PROJECT SUMMARY
The synthetic lethal interaction of BRCA deficiency with PARPi is being exploited therapeutically in diverse
clinical contexts, including ovarian, pancreatic, and prostate cancers). However, PARPi resistance has emerged
as a vexing clinical problem for the treatment of BRCA1/2-deficient ovarian cancer carcinomas. Analyses of
PARPi resistance in BRCA1-mutant tumors across independent studies suggest that loss of genes involved in
either promoting NHEJ or suppressing HR leads to the partial restoration of HR in the absence of BRCA1 activity.
53BP1 emerged as the master regulator that brings multiple complexes to the DSB. Loss of any of these factors
causes PARPi resistance in BRCA1 mutant cells. Therefore, further understanding of factors that regulate the
processing of DNA ends that are crucial for pathway choice have tremendous relevance in cancer biology.

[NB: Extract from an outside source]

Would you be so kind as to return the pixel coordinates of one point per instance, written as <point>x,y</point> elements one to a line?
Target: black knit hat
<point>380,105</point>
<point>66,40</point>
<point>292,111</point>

Our lab has previously identified that in ovarian cancer cells, loss of DYNLL1, a factor that is constitutively
bound to 53BP1, also results in enhanced HR and PARPi resistance. We found that DYNLL1pS88 directly binds
to and inhibits MRE11, thereby blocking the initiation of DNA end resection. However, how the interaction of
DYNLL1 with MRE11 impairs its nuclease activity or its recruitment to foci remains unexplored. Furthermore,
how this interaction is regulated in the context of the DNA damage response, for example, which
kinase/phosphatase(s) regulates the phosphorylation of S88 residue of DYNLL1 to modulate its interaction with
MRE11 needs to be investigated.
Our overall objectives in this application are to identify the molecular mechanism(s) regulating repair
pathway choice by further understanding how end resection proteins are regulated. Our central hypothesis is
that cell cycle-specific regulation of DYNLL1 promotes BRCA1/BARD1 mediated ubiquitination of MRE11,
thereby facilitating end resection at DSBs in S phase.
We aim to understand the mechanism by which DYNLL1 mediates end resection and HR. We will first
investigate the dynamics between BRCA1 and DNA-PKcs and how it regulates the DYNLL1 and MRE11 activity
in the context of the cell cycle. Investigating the dynamics of these end resecting factors and their regulation in
DSB repair bear significant clinical relevance in combating PARPi resistance in BRCA1-mutant tumors.
Therefore, we propose to determine whether alterations in mechanisms involved in attenuated DNA end
resection may drive development of PARPi resistance in the high grade serous ovarian cancer (HGSOC) using
patient derived xenografts (PDXs) and primary tumors. We expect that these studies will further our
understanding of how end resection machinery is regulated to ensure that the appropriate repair pathway is
activated. Further understanding of these end resection factors and how they are dysregulated in cancer may
lead us to a relevant therapeutic target to combat PARPi resistant cancers.